Engineering workers in Derby certainly had a lot to concern them during the 1980s and many skilled men had to seek pastures new.
British Rail had decided to sell off their workshops and I believe Fletcher and Stewart were also in trouble at that time. A voluntary redundancy scheme had been set up at the Loco and Carriage and Wagon Works and many skilled men had accepted the offer and packed up their tools to walk through the works gates for the very last time.
Many of us wondered if we would ever build railway coaches in the Derby works again. Fine tradesmen were employed on menial tasks while the politicians decided their future, with only a few coaches coming in each week for repair to keep the works ticking over.
Thankfully, a buyer was found who still wanted to build coaches at the C&W Works but the Loco was not so lucky and eventually closed.
Prior to privatisation, everything required to make a railway coach was produced in the works. But that was to change as all the manufacturing shops were closed down, including the sawmill, reputed to be the largest and finest in the country. I have often wondered where all those sawyers, wood machinists, turners, millers, sheet metal workers, blacksmiths etc managed to find other jobs.
I can’t recall any demonstrations, marches or strikes; the lads just accepted it and looked for another job. Only a few years earlier, jobs in the railway workshops were considered a “job for life”. When you clocked up the magical sum of 35 years’ continuous service, you were given a choice of gifts and taken out by the management to celebrate the occasion. I well remember my special day in 1980. We were promised a Tour of the Peak but our tour did not get any further than the Green Man, at Ashbourne, where a super buffet lunch was laid on and the bar never closed!
Our manager at that time was a Mr Garratt and he came along to make sure that we enjoyed ourselves – and we certainly did.

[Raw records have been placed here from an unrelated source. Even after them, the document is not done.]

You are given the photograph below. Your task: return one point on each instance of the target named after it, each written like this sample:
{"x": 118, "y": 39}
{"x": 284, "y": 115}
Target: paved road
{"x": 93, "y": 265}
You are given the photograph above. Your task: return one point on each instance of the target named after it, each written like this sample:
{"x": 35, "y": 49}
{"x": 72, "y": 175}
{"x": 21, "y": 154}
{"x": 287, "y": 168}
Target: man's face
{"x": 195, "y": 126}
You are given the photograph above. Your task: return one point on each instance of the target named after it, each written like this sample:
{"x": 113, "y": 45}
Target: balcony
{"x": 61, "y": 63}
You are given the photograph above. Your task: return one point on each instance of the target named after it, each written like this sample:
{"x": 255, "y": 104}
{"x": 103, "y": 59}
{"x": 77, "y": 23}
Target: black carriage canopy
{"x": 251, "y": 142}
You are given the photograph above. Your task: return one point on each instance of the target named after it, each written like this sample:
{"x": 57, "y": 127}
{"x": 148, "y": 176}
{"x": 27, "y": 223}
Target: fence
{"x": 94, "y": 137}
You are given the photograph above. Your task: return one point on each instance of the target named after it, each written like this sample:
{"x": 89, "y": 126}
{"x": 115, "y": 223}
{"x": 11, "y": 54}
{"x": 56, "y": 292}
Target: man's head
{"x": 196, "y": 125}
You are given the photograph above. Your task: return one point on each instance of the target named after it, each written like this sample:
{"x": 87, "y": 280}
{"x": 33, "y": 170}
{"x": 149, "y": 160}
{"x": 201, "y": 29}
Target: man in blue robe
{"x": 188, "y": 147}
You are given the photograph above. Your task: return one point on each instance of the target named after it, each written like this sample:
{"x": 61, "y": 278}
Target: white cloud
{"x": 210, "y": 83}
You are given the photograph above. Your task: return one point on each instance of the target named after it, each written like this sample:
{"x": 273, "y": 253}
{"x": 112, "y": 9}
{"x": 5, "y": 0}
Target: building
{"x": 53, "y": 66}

Before we left to get the bus back home, he asked us all to join him and sing Swing Low Sweet Chariot, long before the song became the theme tune of England rugby fans. We were only too pleased to oblige.
I’m sure there were a few slurred voices but I know we also sent our works manager home a happy man.
The photograph here is of the occasion. Note the number of men who had served 35 years with the company during that year. I am on the right-hand side at the front, holding the cutlery set.
Thanks to the skilful management and dedicated workforce at Bombardier, we are still building railway coaches at the Derby works and long may it continue.